Quando o cientista cristão Michael Faraday (1791-1867) – responsável por diversos conhecimentos físico-químicos cujo valor e utilidade perduram até hoje – se aproximava da morte, um repórter lhe perguntou sobre as especulações que ele tecia sobre a vida após a morte. Sem meias-palavras, ele respondeu: “Especulações? Não sei nada sobre especulações. Eu repouso sobre certezas. Sei que meu Redentor vive. E, porque ele vive, eu também viverei”.
O Salmo 105 foi escrito por alguém – talvez Davi ou Asafe – que também conhecia a atuação de Deus e, por isso mesmo, o glorificava sabendo quem ele é. Apesar de o contexto histórico não ser declarado no salmo, 1Crônicas o localiza na ocasião em que a arca foi levada a Jerusalém por Davi. O texto de 1Crônicas 16.8-22 é praticamente idêntico ao Salmo105.1-15 – os salmos 96 e 106 parecem ter sido compostos na mesma ocasião (Sl 96.1b-13a cf. 1Cr 16.23-33; Sl 106.1b,47,48 cf. 1Cr 16.34-36). Sabendo que um dos piores castigos impostos pelo Senhor foi a perda da arca para os filisteus (1Sm 5.1-12) e seu retorno parcial a Israel (1Sm 6.1 – 7.1), a volta da arca ao culto israelita era uma bênção de natureza magnífica. Mesmo parecendo que esse dia nunca chegaria, o salmista olha para o passado, demonstra a mesma confiança nos feitos divinos de cristãos como Faraday e cita as maravilhas que o Senhor já havia feito ao seu povo (vv.1-6) – há uma ênfase nos feitos de Deus (vv.1,2,5) por meio das expressões “seus feitos” (‘alîlôtayw), “seus atos maravilhosos” e “seus milagres”. Assim, tais feitos maravilhosos demonstravam para o salmista e para seus irmãos que o Senhor, cujo poder e bondade ficaram patentes no passado, voltaria a beneficiá-los e cumpriria todas as promessas que fez – o retorno da arca era um desses benefícios.

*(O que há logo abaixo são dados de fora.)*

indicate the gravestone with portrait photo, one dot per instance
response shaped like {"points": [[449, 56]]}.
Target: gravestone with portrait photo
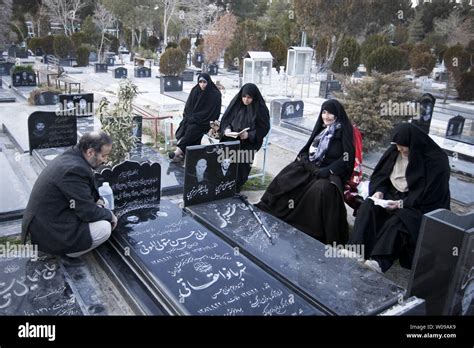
{"points": [[120, 73], [46, 129], [47, 98], [100, 68], [443, 266], [210, 172], [189, 267], [24, 79], [79, 105], [135, 185], [142, 72]]}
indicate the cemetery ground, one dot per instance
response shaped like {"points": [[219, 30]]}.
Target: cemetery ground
{"points": [[89, 279]]}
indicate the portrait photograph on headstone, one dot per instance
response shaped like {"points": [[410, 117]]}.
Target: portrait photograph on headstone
{"points": [[210, 172]]}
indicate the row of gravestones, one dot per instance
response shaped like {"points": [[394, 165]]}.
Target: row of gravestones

Assim, o primeiro feito maravilhoso de Deus em benefício do seu povo exposto no salmo foi a eleição do povo da promessa (vv.7-11). A existência de Israel se devia inteiramente à ação divina. Abraão nunca teria uma descendência (Gn 11.29,30) caso o Senhor não o tivesse escolhido e chamado para o abençoar (Gn 12.1 cf. Ne 9.7, Is 41.9) – a eleição de Abraão coincide com a própria eleição de Israel (v.6): “Descendência de Abraão, seu servo, filhos de Jacó, seus escolhidos”. Ao chamar Abraão, Deus lhe fez promessas maravilhosas de uma descendência numerosa e de bênçãos para ele, para seu povo e até para pessoas de outras nações (Gn 12.1-3). Depois, lhe prometeu uma terra para habitação da sua descendência pela perpetuidade (Gn 13.14,15). Na verdade, para que Abraão e seus descendentes não fossem tomados de dúvidas, o Senhor selou uma aliança formal com o patriarca (Gn 15.17-21) – que conhecemos como “aliança abraâmica” – à qual o salmista faz menção (vv.8,9a): “Ele se lembra perpetuamente da sua aliança, a promessa que decretou para mil gerações, à qual prometeu a Abraão”. Se Israel possuía uma terra, esse era o resultado de uma promessa bem específica do Senhor e do seu cumprimento soberano (vv.10,11).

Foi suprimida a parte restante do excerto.